Josefina Jacquin

San Francisco
Bio:
I started my career as an artist upon moving to San Francisco in 1992. Having discovered Mission Grafica at the Mission Cultural Center for Latino Arts in San Francisco, I started experimenting with silkscreen printing. In 1993 a group of mostly exiled artists and political refugees invited me to participate in a collaborative project celebrating 500 Years of Resistance with my piece La lluvia, (The Rain).

My work is often political, frequently dealing with cultural identity, the immigrant experience, language and war. My best-known work is The California Lottery. It was the first part of a body of work inspired by the Mexican Lottery and was in response to the anti immigrant Proposition 187 introduced in 1994. This silkscreen print was conceived as a temporary public art for Art in Market Street Project. It was my opportunity to contest the rising xenophobia in California and this piece also deals with language using “Spanglish” texts.

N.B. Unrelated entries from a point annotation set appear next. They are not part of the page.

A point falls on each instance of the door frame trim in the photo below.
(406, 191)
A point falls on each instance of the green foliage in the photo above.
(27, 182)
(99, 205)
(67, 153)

Over the past five years I have been working with images of war. It began with inspiration from a poem by Margot Pepper, entitled Sending the Troops, which I illustrated. This poem is an impassioned letter from a young Latino soldier who questions his involvement in a war waged against people just like him. I choose images of G.I. Joe toys rather than real soldiers as a comment on the sad fact that, so often, it’s our young boys who are trained to fight in armies before coming of age -The Game of War. Later, I did my Invisible War piece consisting of the toy soldier printed with white ink on white paper.

Currently, I am working with my own experiences and memories of war. The images I am developing deal specifically with the highly controversial La Toma del Palacio de Justicia (The Take of the Palace of Justice) in Bogotá, Colombia in 1986 where my brother was one of the many Desaparecidos (The Disappeared) and was tragically killed.